Retour avec Marco Araneda et Marion Koeltz sur la genèse de leur projet, comment l’équipe s’est formée et l’impact de cette recherche pour les patients.
Comment a émergé l’idée de ce projet ?
C’est une expérience clinique dans un service de soins de suite en hématologie (à l’hôpital Jean Jaurès) qui nous a guidés vers la thématique de ce projet de recherche. Lorsque les patients ne sont pas en mesure de rentrer chez eux après une hospitalisation en service d’hématologie, ils sont adressés en service de soins de suite, où la surveillance médicale continue, et où l’accent est mis sur la récupération de leurs capacités physiques, avec la possibilité d’avoir jusqu’à deux séances de kinésithérapie et rééducation par jour. La rencontre clinique avec ces patients nous a permis de percevoir des problématiques concernant la période qui suit l’hospitalisation: se sentir ni malade ni guéri, les difficultés à se projeter dans l’avenir avec une condition physique qui s’est beaucoup dégradée, l’incertitude quant au fait de pouvoir reprendre un jour sa vie « d’avant ».

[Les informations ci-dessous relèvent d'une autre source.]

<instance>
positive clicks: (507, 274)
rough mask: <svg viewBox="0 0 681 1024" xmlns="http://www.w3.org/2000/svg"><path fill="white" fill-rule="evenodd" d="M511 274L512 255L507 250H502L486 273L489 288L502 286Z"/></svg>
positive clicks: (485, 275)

Comment avez-vous rencontré les équipes partenaires ?
Cela a commencé par un travail d’immersion à l’hôpital Saint-Louis, dont le service de greffe en hématologie est une référence, qui a permis un accès à des consultations médicales et infirmières pré-greffe, et au suivi les psychologues du service de greffe dans leur travail. Nous avons été très bien accueillis par les soignants, qui nous ont permis de bien comprendre comment se déroulait le parcours de soins pour les patients avant, pendant et après la greffe. Nous avons également rencontré l’association de patients des anciens greffés de l’hôpital Saint-Louis, qui a été très disponible. C’est cette immersion sur le terrain qui nous a permis de penser un protocole de recherche et de nous assurer qu’il soit réaliste, adapté et respectueux des patients comme des soignants.
Comment comptez-vous étudier les modes de subjectivation des patients dans cette recherche ?
L’un des éléments importants dans cette recherche, c’est que nous n’avions pas d’hypothèses précises sur les processus qui pourraient être identifiés, car nous avons recours à une méthodologie qualitative inductive. Nous commençons chaque entretien par une question sur le vécu et le ressenti des participants, mais l’entretien est conduit de manière très ouverte. Ceci a permis de recueillir un matériau riche en ce qui concerne la dimension psychique de la traversée de la maladie et des traitements, car celle-ci n’est pas saisissable uniquement dans les propos explicites. Ainsi, donner l’occasion aux patients de s’exprimer en guidant le moins possible leur parole permet de faire apparaître la complexité des processus psychiques et d’appréhender de manière fine ce qui a trait à la subjectivation de leur expérience : il peut s’agir, par exemple, de construire une représentation de soi confronté à la maladie, mais cela peut également impliquer le lien à l’autre.
Qu’est-ce que la dimension longitudinale apporte à cette recherche ?
Les recherches qualitatives longitudinales sont rares, et pourtant elles permettent d’apporter un autre éclairage nécessaire et complémentaire des études transversales. La prise en compte de la dimension temporelle dans l’expérience de la maladie et des traitements nous semble essentielle. Premièrement, cela peut bien sûr permettre de mettre en lumière des évolutions au cours du temps. Mais cela permet également d’envisager l’expérience de la maladie et des soins comme une expérience globale. En l’occurrence, nous rencontrons les patients à trois reprises : avant la greffe, un mois après leur sortie d’hospitalisation, et trois mois après leur hospitalisation. Étudier le vécu des patients après la greffe prend une toute autre dimension lorsqu’on peut le relier au vécu des patients avant la greffe, car cela permet de ne pas segmenter de manière arbitraire le vécu de ces patients. Au contraire, l’expérience de l’après-greffe s’ancre en réalité dans l’avant-greffe, car la subjectivation d’une expérience de soin peut déjà être présente avant que le patient ne fasse concrètement l’expérience de ce soin.
Comment les résultats de cette recherche pourront avoir un impact pour les patients ?
Nous comptons faire une synthèse des résultats de notre recherche, dans un langage visant un public large, non-professionnel, et transmettre cette synthèse à la fois aux participants, aux soignants et à l’association de patients, et prévoir des possibilités d’échange avec eux. Sans que cela prenne nécessairement la forme de recommandations, nous pensons que proposer une synthèse de nos analyses est une manière de rendre possibles d’autres modes de compréhension de l’expérience des patients. Cela peut avoir un impact sur la manière dont les soignants perçoivent l’expérience des patients, et sur la manière dont les patients perçoivent leur propre expérience. Nous pensons qu’un des enjeux des recherches interdisciplinaires est de créer un matériau accessible comme base d’échanges entre des publics différents.